She was a Norwegian Forest Cat, something of a rarity in this country and full of the mystery that her Scandinavian breeding implied, and I had wanted one for a while. I just liked the idea of having a Wegie — long-haired, long-tailed, long-named. Perfect.
Mosey takes a moment for herself after a busy day of being a faithful friend. |
She didn't meow. She chirped, like a tribble. Tribbles don't really exist, of course; a figment from Star Trek. But Mosey was real, and she chirped. Constantly. She found her voice and used it to melt — what, hearts? Bad karma? Bad vibes?
In the curious translucent integration of species, we became fast friends. She was self-sufficient and yet totally dependent on her humans. But steadfastly loyal. And get this: I somehow became dependent on her and I don't know how that happened.
Do pets know how to love? Perhaps they don't and we only want them to, because only then it seems as if they can love us without qualification, and subsequently we are somehow better for it. We somehow feel a safer warmth ourselves.
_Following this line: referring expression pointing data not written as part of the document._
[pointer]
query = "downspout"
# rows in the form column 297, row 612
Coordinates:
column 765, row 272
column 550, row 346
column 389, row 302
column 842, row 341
This morning, Mosey took my breath away once more. She'd been in decline as a result of renal failure. We discovered two years ago that one of her kidneys had atrophied and the other was under stress. So we managed her health through diet and hopefully we bought her some quality time. I think we did.
Still, inevitability lurked. There was the heart murmur; the constant congestion; the bad kidney that may have been the root cause of her slide; the unstoppable weight loss in the last month.
So when I saw her sitting still this morning, not chirping, not interested in food, not interested in me for the first time in 11 years, my breath rushed out of my lungs, with a groan, to where I couldn't catch my breath, and I knew it was time. Sometimes you don't know. Sometimes you want to hang on a little longer. But I couldn't do that to my friend. I asked my wife, Kim, how she felt, and she tearfully concurred.
So we went to the vet one last time, stroked her fur and said our farewell. And then she was gone.
I'm still trying to catch my breath, of course. I thought with another cat in the house that the grief wouldn't be so difficult to bear, and yet, I'm surprised to find an emptiness that lingers, like an unanswerable question, in those familiar places.
Places where Mosey took my breath away.
Had a cat named Salem a few years back. Just a foundling, but the only other male in my house with three women at the time. He liked to curl up on my lap and watch the golf channel and sleep at the foot of my bed. He was an indoor-outdoor kind of guy, but came in every night. Then one day I found him huddled up in the basement looking dishelved. Renal failure. The vet said we might could buy a week or two, but probably less. I held him as the vet gave the shot that put him out of his misery and on to the heavy side layer. Me, big old former linebacker, veteran of the Army, cried like a girl. He is at rest now under the picnic table in our backyard. The same one he used to sleep on when he was outside. Know how you feel. Sorry for your loss.